The fund will be giving the ventilators to the national department of health, which in turn will distribute the machines to hospitals around the country. 

"Our ventilators are built like an old-fashioned Swiss watch - they are robust, easy to function and mechanical rather than electrical. They are also much cheaper to manufacture," said Corbett.

He explained that when SA received 1,000 ventilators from the US in May, the value of those machines was around R875m.

"A ventilator usually costs between R30,000 to R50,000. We are able to produce 2,000 units with just short of R40m given to us by Solidarity [Fund]."

"I never thought I'd be making ventilators'

Maccaferri's factory in Rosslyn, Pretoria, is home to the main CPAP assembly line. MCR Manufacturing had just extended their factory by another building when Covid hit.

The family-owned business usually creates parts for cars and trains, but with much of their work being suspended they had the time, capacity and the ability to create the parts needed for the ventilators. And the new building was the perfect space to create a separate assembly line for SAVE-P.

"We were down 75% in our orders and we probably would have looked at retrenchments unless we repurposed the factory. We are still making our usual parts but we have enough equipment to create extra parts. The decrease in work opened up the capacity for the labour and the machinery needed," said Maccaferri.

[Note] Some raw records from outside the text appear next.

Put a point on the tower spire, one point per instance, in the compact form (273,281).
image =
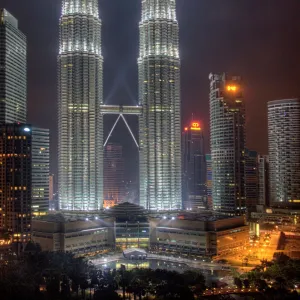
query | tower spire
(87,7)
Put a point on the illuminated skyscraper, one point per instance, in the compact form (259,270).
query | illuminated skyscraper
(227,129)
(263,180)
(284,152)
(80,124)
(194,167)
(159,95)
(13,69)
(251,178)
(24,178)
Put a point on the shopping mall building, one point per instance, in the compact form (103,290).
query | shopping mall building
(131,226)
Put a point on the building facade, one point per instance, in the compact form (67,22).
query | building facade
(284,152)
(194,167)
(24,173)
(251,178)
(129,226)
(209,181)
(159,96)
(227,129)
(263,180)
(114,186)
(16,182)
(80,123)
(13,71)
(40,161)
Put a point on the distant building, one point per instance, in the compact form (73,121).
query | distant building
(40,161)
(129,226)
(114,188)
(13,70)
(51,187)
(80,94)
(227,129)
(284,152)
(24,173)
(209,181)
(194,167)
(263,180)
(251,178)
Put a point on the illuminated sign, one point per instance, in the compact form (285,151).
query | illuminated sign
(232,88)
(195,126)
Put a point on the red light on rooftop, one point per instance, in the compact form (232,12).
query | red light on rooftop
(195,126)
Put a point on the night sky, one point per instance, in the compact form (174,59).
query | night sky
(258,39)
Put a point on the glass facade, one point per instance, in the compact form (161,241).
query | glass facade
(40,170)
(194,168)
(227,127)
(15,187)
(159,96)
(132,233)
(80,125)
(284,151)
(13,77)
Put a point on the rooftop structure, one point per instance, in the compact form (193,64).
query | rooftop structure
(13,71)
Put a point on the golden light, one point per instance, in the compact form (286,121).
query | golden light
(195,126)
(232,88)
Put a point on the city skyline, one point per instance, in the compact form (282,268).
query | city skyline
(194,95)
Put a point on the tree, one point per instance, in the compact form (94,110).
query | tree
(238,282)
(246,283)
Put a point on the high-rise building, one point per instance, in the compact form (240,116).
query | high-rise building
(251,178)
(40,162)
(51,187)
(13,77)
(284,151)
(24,173)
(263,180)
(227,129)
(80,124)
(209,181)
(114,186)
(194,167)
(159,95)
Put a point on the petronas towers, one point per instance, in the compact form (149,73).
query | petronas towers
(80,78)
(80,124)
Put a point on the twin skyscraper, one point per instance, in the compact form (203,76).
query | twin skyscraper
(81,107)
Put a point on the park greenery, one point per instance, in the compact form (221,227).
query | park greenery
(57,275)
(276,279)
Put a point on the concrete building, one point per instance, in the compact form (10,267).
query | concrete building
(24,173)
(80,123)
(40,163)
(209,181)
(13,71)
(81,235)
(114,186)
(159,95)
(128,226)
(263,180)
(194,167)
(251,178)
(227,129)
(284,152)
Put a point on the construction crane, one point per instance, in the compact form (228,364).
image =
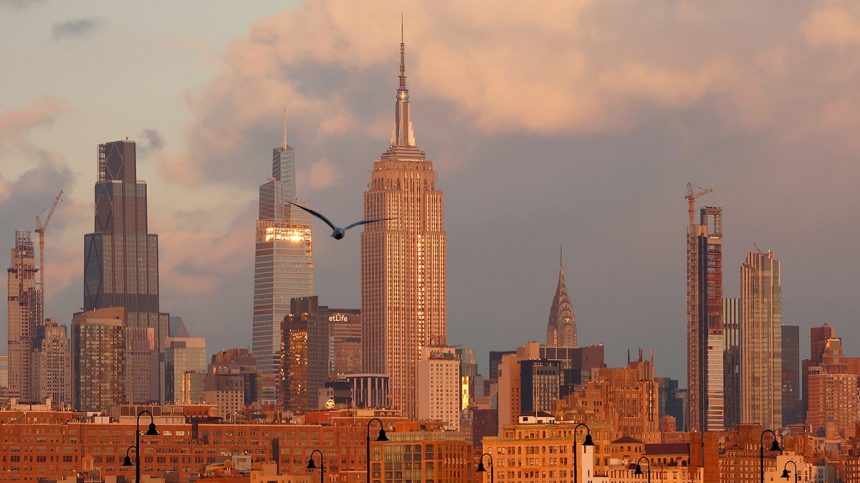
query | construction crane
(40,229)
(692,197)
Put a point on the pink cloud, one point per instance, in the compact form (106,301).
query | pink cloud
(832,25)
(321,174)
(16,122)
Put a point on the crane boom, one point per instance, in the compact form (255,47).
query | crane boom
(691,197)
(40,229)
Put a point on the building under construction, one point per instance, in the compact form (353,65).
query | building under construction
(24,315)
(705,338)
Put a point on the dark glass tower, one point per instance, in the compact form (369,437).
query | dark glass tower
(283,264)
(121,256)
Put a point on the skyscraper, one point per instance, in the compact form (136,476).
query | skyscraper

The SAVE-P CPAP 100 manufacturing plant in Pretoria.
The SAVE-P CPAP 100 manufacturing plant in Pretoria.
Image: Alex Patrick

He said although business had picked up, the factory was still only working at 60% capacity. 

"The process was labour-intensive. It took me two weeks to create the parts needed. In normal circumstances it would take around two years for a manufacturer to get the go-ahead from [SA Health Products Regulatory Authority] to begin production, but it's taken us six months and the approval process was stringent."

SAVE-P made many changes before the project was finally approved, he said.

"I never thought I'd be making ventilators but we just had the right machines to work with," he said.

Four plastic tunnels housing assembly lines were created within the new MCR factory. The tunnels ensure that dust and other potentially harmful particles do not settle on any of the parts.

Ellet, from Reef Engineering, said the project had created almost 300 jobs between the factories involved, "but what's really great is that we were able to save jobs during the process".

He said at least 100 jobs per factory were saved, with 35 people directly involved in the CPAP production.

Workers at the SAVE-P ventilator assembly line in Pretoria.
Workers at the SAVE-P ventilator assembly line in Pretoria.
Image: Alex Patrick

Meanwhile, on Wednesday, the portfolio committee on trade and industry heard that SA was unlikely to experience a shortage of ventilators should the country experience a second wave of the Covid-19 pandemic.  

This was due to the fact that the country has started manufacturing ventilators locally since the start of the outbreak.

The department of trade, industry and competition said around 2,000 ventilators had already been produced and the production of more ventilators was continuing through funding from the Solidarity Fund.

Furthermore, the Industrial Development Corporation (IDC) of SA had approved 12 applications to the value of R476m in terms of the corporation’s essential supplies intervention programme.

Companies receiving support from the programme added capacity for face masks, hand sanitisers, gloves, packaging for medicines, disinfectants and testing kits. 

According to a press release by the portfolio committee, as a result of IDC funding:

  • the manufacturing capacity of N95 masks had increased by a million masks per month;
  • surgical mask manufacturing capacity had increased by 16 million masks per month; and
  • hand sanitiser/disinfectant manufacturing capacity had increased by 2 million litres per month.